Alla base della filosofia di Andrea Borri Architetti vi sono concetti come rigenerazione urbana, riattivazione del patrimonio architettonico esistente trasformato in spazio sociale, upcycling, restauro radicale, sostenibilità che sono stati il timone alla guida per la realizzazione di LOM.
La Locanda Officina Monumentale diventa così non solo un progetto innovativo, intraprendente, sperimentale, ma anche un nuovo punto di partenza per il territorio e per lo studio stesso.
La struttura compositiva è molto semplice. Si tratta infatti di un edificio a pianta rettangolare suddiviso in otto blocchi identici fra loro e una piccola spina di servizio posta al centro. In origine era interamente realizzato in mattoni e legno senza alcun altro materiale. Questo ha permesso di gestirne molto meglio il processo di smontaggio e riassemblaggio. La facciata, ad esempio, presentava una serie di aperture e alcune cicatrici derivanti dagli interventi di modellazione avvenuti negli anni successivi, utilizzate poi nella definizione della nuova architettura e dei nuovi spazi.
Il giardino è stato affidato al paesaggista Vittorio Peretto il quale ha affrontato i temi dell’esterno con grande sensibilità. L’architetto ha infatti proposto di realizzare un “Dry Garden”, un giardino che non necessiti di essere innaffiato, se non in minima parte per le poche piante mobili.
É stato volutamente deciso di non usare erba per lasciar posto a un grande sistema di distesa di ghiaia, la quale oltre a garantire un’assoluta permeabilità del terreno, permette anche di rendere più fresco il giardino, senza però richiedere l’utilizzo di acqua. Tutte le piante scelte sono ovviamente a basso consumo idrico e tendenzialmente tropicali, in quanto le temperature stanno aumentando e per questa ragione è fondamentale da subito mettere a dimora piante che non vadano in sofferenza con climi più caldi.

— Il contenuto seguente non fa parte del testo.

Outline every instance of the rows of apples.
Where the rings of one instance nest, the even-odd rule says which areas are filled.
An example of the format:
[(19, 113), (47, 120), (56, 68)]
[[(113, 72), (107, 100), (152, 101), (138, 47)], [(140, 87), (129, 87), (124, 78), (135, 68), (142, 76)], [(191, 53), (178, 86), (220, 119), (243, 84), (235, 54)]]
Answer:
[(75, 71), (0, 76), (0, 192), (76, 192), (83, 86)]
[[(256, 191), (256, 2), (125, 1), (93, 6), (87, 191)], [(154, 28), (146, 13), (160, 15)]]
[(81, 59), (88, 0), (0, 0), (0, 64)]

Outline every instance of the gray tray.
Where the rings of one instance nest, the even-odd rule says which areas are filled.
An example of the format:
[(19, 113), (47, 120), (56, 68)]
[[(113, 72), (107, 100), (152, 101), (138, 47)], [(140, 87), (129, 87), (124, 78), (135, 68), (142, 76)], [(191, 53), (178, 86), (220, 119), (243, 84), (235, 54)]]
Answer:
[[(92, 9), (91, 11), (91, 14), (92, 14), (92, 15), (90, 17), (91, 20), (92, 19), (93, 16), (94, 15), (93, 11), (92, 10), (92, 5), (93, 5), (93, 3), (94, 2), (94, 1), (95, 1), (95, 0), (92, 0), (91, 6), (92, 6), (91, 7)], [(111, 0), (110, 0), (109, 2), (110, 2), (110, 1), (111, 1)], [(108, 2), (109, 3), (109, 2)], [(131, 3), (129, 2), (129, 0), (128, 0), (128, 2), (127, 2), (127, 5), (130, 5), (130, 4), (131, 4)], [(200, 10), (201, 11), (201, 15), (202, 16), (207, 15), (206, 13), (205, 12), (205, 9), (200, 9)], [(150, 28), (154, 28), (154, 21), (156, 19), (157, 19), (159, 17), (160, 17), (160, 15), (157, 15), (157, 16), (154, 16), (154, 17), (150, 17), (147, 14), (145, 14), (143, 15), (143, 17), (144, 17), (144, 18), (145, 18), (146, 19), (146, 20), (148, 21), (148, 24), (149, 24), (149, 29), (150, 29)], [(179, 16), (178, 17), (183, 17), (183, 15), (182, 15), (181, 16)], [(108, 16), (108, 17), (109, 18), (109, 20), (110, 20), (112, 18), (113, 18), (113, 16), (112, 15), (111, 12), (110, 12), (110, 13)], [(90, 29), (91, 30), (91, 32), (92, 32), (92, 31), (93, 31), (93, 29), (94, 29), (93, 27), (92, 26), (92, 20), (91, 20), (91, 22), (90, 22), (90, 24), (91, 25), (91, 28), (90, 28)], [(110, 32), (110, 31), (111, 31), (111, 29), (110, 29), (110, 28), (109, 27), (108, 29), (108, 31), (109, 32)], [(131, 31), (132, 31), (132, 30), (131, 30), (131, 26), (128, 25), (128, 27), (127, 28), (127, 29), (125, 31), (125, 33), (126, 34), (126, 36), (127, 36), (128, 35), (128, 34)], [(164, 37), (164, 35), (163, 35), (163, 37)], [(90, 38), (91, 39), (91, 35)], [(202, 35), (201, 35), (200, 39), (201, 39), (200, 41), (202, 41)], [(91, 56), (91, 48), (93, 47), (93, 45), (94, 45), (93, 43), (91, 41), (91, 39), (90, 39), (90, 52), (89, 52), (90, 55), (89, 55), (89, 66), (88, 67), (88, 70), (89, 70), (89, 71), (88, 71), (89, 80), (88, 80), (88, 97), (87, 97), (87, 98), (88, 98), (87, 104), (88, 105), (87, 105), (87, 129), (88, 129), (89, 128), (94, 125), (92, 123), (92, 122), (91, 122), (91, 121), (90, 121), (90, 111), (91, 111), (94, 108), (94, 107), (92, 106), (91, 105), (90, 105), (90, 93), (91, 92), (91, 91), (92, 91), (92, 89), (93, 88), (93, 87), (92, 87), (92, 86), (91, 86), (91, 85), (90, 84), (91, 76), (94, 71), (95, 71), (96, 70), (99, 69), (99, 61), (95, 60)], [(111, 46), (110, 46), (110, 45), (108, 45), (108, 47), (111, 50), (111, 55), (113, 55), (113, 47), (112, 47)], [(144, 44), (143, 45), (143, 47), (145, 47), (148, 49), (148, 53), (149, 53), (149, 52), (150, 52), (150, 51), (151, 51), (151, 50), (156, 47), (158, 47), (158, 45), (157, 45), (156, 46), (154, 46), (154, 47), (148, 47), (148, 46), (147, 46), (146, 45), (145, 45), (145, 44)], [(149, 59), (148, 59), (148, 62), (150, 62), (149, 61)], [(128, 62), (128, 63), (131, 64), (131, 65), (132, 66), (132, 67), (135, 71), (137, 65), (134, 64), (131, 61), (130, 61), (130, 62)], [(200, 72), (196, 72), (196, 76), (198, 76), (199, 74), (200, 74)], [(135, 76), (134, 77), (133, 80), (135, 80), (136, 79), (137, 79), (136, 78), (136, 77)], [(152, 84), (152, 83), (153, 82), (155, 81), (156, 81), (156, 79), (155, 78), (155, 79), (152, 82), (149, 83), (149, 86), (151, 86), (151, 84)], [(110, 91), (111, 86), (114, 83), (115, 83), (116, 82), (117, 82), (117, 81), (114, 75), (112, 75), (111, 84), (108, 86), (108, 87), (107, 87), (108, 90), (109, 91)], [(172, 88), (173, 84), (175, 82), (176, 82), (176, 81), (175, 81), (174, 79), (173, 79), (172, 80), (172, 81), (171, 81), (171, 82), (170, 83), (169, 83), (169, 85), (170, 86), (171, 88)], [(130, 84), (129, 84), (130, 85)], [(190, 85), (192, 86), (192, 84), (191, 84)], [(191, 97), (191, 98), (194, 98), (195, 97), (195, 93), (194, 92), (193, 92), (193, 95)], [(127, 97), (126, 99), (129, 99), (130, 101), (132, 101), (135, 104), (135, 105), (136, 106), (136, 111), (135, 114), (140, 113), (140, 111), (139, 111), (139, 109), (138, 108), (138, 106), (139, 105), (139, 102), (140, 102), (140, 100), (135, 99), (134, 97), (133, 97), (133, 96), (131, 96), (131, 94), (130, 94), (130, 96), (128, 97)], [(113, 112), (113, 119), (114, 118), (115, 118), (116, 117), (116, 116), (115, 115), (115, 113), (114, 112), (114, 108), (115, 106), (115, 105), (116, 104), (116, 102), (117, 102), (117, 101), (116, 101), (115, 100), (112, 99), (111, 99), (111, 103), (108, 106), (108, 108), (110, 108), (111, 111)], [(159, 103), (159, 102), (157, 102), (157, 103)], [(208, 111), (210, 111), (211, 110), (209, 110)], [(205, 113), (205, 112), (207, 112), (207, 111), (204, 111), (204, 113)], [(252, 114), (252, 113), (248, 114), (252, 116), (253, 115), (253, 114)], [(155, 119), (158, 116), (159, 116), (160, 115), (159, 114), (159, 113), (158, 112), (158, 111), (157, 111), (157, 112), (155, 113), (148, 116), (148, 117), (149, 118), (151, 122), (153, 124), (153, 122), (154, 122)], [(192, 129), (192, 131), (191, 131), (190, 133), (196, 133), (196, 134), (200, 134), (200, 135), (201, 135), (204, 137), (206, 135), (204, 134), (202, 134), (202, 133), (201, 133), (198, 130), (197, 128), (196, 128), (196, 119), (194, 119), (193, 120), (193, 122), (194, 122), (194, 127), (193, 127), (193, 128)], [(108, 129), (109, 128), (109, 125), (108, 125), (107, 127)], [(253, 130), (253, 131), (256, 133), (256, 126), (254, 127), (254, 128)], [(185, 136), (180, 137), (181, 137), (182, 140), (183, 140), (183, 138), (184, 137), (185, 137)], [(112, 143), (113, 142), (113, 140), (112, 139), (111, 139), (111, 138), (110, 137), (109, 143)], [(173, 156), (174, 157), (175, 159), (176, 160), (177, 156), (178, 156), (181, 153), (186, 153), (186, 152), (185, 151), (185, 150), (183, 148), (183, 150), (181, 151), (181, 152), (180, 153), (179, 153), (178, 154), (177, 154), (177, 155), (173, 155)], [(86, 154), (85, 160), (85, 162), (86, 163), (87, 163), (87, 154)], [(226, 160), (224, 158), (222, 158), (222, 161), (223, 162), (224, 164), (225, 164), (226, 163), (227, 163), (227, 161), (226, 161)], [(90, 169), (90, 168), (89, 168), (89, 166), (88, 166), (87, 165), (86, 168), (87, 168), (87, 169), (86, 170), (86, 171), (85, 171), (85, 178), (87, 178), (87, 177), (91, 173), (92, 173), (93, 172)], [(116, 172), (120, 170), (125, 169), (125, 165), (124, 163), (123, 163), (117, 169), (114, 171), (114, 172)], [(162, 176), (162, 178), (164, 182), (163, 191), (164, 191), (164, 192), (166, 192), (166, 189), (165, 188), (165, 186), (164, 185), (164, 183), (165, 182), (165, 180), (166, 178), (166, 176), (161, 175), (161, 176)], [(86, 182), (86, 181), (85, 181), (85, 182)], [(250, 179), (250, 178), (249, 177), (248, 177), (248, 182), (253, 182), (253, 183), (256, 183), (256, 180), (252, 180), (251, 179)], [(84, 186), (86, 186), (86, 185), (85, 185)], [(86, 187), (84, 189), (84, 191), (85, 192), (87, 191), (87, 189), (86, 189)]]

Per sicurezza è stata posizionata una cisterna da 5000 l di accumulo di acqua piovana, riutilizzata per le poche fasi di innaffiatura necessaria.
Interni
La realizzazione degli interni ha seguito lo stesso modus operandi dell’esterno, orientandosi verso i principi la filosofia dell’upcycling e della sostenibilità. Tutto ciò poteva essere recuperato è stato rigenerato e impiegato nuovamente come l’utilizzo delle assi in legno, precedentemente parte dell’architettura, utilizzate per creare i piani dei tavoli. Dove questo non è stato possibile, la scelta è andata verso prodotti contemporanei e innovativi, grazie al supporto e alla collaborazione di altri professionisti e aziende di design.
Partendo dalla matrice originale e dall’idea di ri-caratterizzare un edificio divenuto anonimo, lo studio ha iniziato con una fase di strip out radicale. L’immobile è stato per prima cosa spogliato in tutto e per tutto degli elementi in legno, oltre che delle solette e di tutti i sottofondi, fino ad arrivare ai piedi di fondazione. A questo punto è stato realizzato un vespaio areato che permettesse di accogliere tutte le infrastrutture del reticolo idrico e dei sottoservizi. Sono quindi state staccate le pareti, lavate e stabilizzate. Le cuciture delle finestre sono state ordinatamente aperte. Gli interventi di ricucitura sono stati effettuati mediante l’utilizzo dei mattoni del fabbricato stesso, poiché costituivano il telaio d’appoggio del vecchio tetto, anch’esso smontato e successivamente riutilizzato.
Laddove possibile sono stati conservati tutti gli intonaci originali, soprattutto al primo piano, cercando di intervenire nella maniera più delicata possibile, lavando e proteggendo i decori storici con smalti all’acqua trasparenti.
All’ultimo piano è stato recuperato anche il sottotetto attraverso un intervento piuttosto radicale, ovvero lo slittamento verso il basso d’incirca 60cm della soletta che divideva primo piano e sottotetto.
Modernità e restauro radicale, dunque, ma anche conservazione dei segni lasciati dal tempo, nel rispetto della storia del luogo.